Death is a singular event: no one can die my death in my place. As an event that is unrepeatable, essentially unknowable, all that we might say about it is rhetorical or speculative. It is, more than anything, that which is one’s own, about which only the one whose death is in question can speculate. With what certainty can we speak about death? If we consider Heidegger’s conclusion that “Death is the Dasein’s ownmost possibility” (Heidegger 307), the answer is obvious: none. Even the possibility of death, the possibility opened up by death, exceeds potential or imagination. It is a possibility that is non-actual, the “possibility of the impossibility of any existence at all.” (306) Death is possibility set free, approached only by speculative fictions, which by absconding from the reality in which their force is expressed, mirror the very structure of death.

However, the possibility of death is not given. “Being-towards-death,” Heidegger writes, “as anticipation of possibility, is what first makes the possibility possible.” (307) The possibility, it would seem, condenses as we look towards that deathly horizon and wait, and death, then, must be contingent upon that Being that steadily approaches it, the being that, by his forward glance, purports to make it possible. And yet, we must reconcile this element of contingency with the inevitable necessity of death, both the actual death to come and the death that is always-already a part of Being. After all, if the being is oriented towards his own death, if it resides in him like as a trace, his death must precede him, must exist synchronously with Being, waiting until the two converge again. As we advance towards this pre-existing terminus, perhaps we find that it all looks familiar. Perhaps we have been here before. Perhaps this was here from which we departed.
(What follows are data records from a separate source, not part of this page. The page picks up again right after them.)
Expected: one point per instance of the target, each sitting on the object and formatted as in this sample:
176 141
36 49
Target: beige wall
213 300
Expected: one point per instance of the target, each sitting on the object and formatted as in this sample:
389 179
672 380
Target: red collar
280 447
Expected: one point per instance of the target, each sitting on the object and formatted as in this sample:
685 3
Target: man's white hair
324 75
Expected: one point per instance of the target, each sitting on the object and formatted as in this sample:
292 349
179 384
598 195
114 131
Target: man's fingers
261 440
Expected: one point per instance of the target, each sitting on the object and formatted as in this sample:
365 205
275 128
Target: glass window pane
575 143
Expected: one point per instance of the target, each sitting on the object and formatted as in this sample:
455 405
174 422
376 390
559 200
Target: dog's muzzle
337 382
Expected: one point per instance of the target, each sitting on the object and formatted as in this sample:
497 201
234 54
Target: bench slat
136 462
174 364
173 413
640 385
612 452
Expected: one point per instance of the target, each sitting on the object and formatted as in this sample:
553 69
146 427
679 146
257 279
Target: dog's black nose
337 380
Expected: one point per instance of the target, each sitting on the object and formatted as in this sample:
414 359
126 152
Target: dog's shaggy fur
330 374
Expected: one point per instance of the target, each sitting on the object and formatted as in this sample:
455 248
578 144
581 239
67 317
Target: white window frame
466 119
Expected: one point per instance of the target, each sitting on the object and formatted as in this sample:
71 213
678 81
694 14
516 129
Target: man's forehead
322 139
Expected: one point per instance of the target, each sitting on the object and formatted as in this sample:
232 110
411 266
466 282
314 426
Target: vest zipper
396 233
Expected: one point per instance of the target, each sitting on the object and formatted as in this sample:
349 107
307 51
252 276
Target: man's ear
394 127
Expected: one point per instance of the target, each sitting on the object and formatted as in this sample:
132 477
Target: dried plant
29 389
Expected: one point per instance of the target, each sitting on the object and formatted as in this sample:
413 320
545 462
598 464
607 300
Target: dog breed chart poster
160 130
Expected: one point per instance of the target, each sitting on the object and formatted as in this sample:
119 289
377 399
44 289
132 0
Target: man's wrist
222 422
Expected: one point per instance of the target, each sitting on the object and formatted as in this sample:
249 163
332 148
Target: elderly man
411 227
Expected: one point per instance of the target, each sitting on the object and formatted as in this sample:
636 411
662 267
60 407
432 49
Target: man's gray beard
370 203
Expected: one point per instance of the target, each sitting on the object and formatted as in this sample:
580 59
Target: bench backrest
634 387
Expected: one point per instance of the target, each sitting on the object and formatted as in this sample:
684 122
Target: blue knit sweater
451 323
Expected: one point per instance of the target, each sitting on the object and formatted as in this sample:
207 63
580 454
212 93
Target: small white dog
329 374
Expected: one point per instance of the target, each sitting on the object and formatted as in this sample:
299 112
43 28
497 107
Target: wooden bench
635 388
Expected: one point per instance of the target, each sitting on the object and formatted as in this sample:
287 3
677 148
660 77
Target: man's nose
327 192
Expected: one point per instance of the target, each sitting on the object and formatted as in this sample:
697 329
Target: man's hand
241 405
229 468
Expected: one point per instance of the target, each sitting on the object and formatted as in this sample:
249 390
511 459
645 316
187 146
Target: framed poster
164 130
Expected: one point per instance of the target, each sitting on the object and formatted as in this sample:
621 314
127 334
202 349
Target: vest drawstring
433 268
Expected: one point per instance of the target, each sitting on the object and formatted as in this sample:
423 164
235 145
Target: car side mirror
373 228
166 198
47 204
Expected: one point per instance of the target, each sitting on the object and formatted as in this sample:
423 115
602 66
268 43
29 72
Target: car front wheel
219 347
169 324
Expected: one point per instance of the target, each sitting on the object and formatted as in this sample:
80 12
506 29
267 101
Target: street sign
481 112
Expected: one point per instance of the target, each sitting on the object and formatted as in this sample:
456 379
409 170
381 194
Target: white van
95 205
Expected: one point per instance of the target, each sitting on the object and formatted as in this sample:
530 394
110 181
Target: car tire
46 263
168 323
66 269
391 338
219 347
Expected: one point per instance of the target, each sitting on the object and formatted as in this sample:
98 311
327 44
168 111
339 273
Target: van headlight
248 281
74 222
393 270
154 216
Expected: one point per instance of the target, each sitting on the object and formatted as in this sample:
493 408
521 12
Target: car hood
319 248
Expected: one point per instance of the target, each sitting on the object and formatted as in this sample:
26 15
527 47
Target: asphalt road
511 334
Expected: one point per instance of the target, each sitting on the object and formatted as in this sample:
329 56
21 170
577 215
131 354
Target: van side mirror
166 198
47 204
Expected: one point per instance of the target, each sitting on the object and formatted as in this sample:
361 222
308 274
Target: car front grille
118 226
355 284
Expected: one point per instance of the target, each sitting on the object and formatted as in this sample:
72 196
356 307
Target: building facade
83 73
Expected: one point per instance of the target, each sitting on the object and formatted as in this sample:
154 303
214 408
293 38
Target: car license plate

Death is the telos of seduction. With each desire we are seduced by death: its promise, its possibility furnishes the goal of life. As Freud postulates in
Beyond the Pleasure Principle, life takes the form of the pursuit of pleasure where pleasure consists in the fulfilling of wishes, the quieting of tension, the end to a mad pursuit. When the frenzied searching stops, energies are emptied out and there is a serene and easeful calm whose character cannot be isolated, neither theoretically nor practically, from that of death. Pleasure, then, is that moment of stillness in which we savor the faint taste of our own death.

Through pleasure, then, we invoke our own death in order to forestall it. We forestall it only so that we may invoke it yet again. Death would annul the possibility of seeking pleasure, foreclosing the return of death’s ghostly presence, its restful nature – it would abolish the tendency that prompts it. The death-drive thereby plays a role left vacant by death: where death destroys, the drive preserves. And yet, what it seeks to preserve is the bare minimum, the ecstasy of near-nothingness, a less-than-being that is, even so, more than nothing. To live a life of pleasure, then, is to postpone death by dying.



Heidegger, M. Being and Time. (Trans. John Macquarrie and Edward Robinson) Oxford: Basil Blackwell, 1962.